Records review corroborated staff statements, revealing that some of R1's items were moved back to the former room in error, however, the records showed that R1's belongings were initially moved into the new room. Narrative Charting notes during the timeframe of concern corroborated staff statements that the timing of R1's move was adjusted due to the moving company not being able to assist on the originally scheduled date. Narrative Charting notes also revealed that once R1's items were moved into the new room, staff attempted multiple times to help R1 unpack their belongings, however, R1 refused stating that they would get the items as they needed them. This resulted in R1's belongings remaining in boxes in their new room. Outside source records and facility records additionally revealed that R1 was able to shower on their own independently and have access to their personal care supplies. Records showed that R1 struggled with taking consistent showers and would refuse to take them for periods of time. Additionally, records showed a potential concern of R1 removing the clothing needing to be washed from their laundry basket and attempting to wear it. Narrative charting notes and Medical Administration Records revealed that although R1 was primarily independent, staff interaction occurred during each medication pass and also during mealtimes. No records were found to indicate that R1 was ignored by staff or not checked on for 15 days straight.

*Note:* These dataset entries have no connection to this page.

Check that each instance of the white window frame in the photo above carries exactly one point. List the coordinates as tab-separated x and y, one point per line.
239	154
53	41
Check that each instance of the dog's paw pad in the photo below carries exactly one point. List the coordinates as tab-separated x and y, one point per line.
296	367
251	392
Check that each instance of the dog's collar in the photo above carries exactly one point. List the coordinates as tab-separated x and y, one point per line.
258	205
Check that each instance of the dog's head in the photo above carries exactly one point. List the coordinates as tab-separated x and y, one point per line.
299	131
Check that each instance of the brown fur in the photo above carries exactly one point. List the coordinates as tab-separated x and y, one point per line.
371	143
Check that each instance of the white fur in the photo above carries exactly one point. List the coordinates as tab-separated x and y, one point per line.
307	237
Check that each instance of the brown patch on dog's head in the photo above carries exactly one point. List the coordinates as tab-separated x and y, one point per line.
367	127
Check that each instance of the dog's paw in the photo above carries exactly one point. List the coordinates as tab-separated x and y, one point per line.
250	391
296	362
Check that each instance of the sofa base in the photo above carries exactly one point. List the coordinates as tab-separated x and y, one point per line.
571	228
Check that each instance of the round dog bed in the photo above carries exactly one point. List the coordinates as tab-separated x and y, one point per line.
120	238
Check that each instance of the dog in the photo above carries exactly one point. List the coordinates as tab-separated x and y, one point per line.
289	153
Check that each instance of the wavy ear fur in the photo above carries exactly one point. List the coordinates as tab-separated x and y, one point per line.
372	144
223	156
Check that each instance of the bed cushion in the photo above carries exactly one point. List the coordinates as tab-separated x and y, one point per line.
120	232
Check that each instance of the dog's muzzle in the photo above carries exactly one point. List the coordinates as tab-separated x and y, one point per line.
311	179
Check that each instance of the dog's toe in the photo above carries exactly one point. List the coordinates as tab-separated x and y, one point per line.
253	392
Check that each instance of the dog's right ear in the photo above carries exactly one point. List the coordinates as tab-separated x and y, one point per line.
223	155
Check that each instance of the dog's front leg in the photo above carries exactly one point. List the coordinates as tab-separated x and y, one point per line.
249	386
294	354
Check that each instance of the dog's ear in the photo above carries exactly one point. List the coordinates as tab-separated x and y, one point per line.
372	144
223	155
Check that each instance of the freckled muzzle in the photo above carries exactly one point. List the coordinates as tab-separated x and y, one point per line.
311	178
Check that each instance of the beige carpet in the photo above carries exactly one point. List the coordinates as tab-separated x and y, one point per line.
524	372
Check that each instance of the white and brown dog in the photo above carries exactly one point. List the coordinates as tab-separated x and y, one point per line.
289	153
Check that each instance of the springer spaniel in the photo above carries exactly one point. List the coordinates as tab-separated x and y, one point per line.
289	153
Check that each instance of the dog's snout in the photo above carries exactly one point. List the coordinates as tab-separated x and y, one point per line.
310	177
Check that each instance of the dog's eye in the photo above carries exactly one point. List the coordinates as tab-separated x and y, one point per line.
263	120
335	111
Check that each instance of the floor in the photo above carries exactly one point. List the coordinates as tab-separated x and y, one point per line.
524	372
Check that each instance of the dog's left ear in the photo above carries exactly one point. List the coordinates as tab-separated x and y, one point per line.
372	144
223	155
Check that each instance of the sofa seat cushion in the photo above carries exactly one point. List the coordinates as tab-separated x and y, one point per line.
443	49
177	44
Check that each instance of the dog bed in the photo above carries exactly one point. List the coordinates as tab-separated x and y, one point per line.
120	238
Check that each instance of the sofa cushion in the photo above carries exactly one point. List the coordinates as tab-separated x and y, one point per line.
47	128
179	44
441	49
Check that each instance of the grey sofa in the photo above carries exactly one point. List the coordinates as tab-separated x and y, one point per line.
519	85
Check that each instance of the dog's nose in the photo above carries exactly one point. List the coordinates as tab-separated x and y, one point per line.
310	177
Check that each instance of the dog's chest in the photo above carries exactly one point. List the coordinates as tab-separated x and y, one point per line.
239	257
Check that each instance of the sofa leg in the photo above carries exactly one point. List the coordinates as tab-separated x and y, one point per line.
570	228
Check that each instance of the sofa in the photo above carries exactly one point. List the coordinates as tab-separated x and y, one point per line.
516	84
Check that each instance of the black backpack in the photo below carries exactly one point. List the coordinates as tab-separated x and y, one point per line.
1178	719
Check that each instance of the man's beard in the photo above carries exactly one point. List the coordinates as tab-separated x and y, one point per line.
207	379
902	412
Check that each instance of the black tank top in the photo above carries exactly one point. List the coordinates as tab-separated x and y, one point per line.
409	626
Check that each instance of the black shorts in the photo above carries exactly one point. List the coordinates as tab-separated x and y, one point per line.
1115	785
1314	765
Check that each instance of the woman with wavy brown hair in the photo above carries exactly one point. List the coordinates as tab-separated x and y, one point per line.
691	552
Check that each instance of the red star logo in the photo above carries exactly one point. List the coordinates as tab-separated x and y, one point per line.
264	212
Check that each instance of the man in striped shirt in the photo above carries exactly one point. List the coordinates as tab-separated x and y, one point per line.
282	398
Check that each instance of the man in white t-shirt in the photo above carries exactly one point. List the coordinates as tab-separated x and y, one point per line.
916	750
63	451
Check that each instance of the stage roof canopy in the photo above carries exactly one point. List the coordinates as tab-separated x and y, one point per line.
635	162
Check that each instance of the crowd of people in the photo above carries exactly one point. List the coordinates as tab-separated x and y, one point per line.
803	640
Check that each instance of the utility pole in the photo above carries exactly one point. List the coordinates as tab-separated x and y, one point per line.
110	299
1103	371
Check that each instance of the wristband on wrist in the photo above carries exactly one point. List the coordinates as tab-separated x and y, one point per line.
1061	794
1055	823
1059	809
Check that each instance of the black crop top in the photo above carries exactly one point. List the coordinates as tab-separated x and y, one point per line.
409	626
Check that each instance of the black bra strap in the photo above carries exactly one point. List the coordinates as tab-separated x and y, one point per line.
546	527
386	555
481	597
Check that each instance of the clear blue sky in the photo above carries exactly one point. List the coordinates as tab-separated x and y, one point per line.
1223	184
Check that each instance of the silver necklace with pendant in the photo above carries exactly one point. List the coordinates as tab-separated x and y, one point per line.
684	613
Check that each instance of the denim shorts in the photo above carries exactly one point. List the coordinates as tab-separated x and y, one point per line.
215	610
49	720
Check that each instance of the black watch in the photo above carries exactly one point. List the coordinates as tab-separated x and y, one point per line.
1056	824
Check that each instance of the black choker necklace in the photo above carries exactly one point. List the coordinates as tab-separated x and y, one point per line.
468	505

An outside source familiar with the situation was not able to speak to the allegation due to lack of consent from the resident.
(Continued on LIC9099-C p.5)
(Continued from LIC9099-C p.4)
While the evidence shows that confusion with the logistics of R1's move existed, evidence was not found to clearly show the frequency of R1's showers, hand-washing, or changing of clothes. Evidence does show that staff attempted to assist R1 during the transition of the move and R1 had a pattern of refusing help and refusing to change clothing and shower.
R1 was not able to be interviewed regarding the allegations due to no longer living at the facility.
Based on interviews, direct LPA observations and records review, a preponderance of evidence does not exist to prove that the alleged violations occurred, therefore the allegations are UNSUBSTANTIATED. An exit interview was conducted with Executive Director Angela Scott-Kapiloff, to whom a copy of this report and the Licensee/Appeal Rights (LIC9058 03/22) were provided.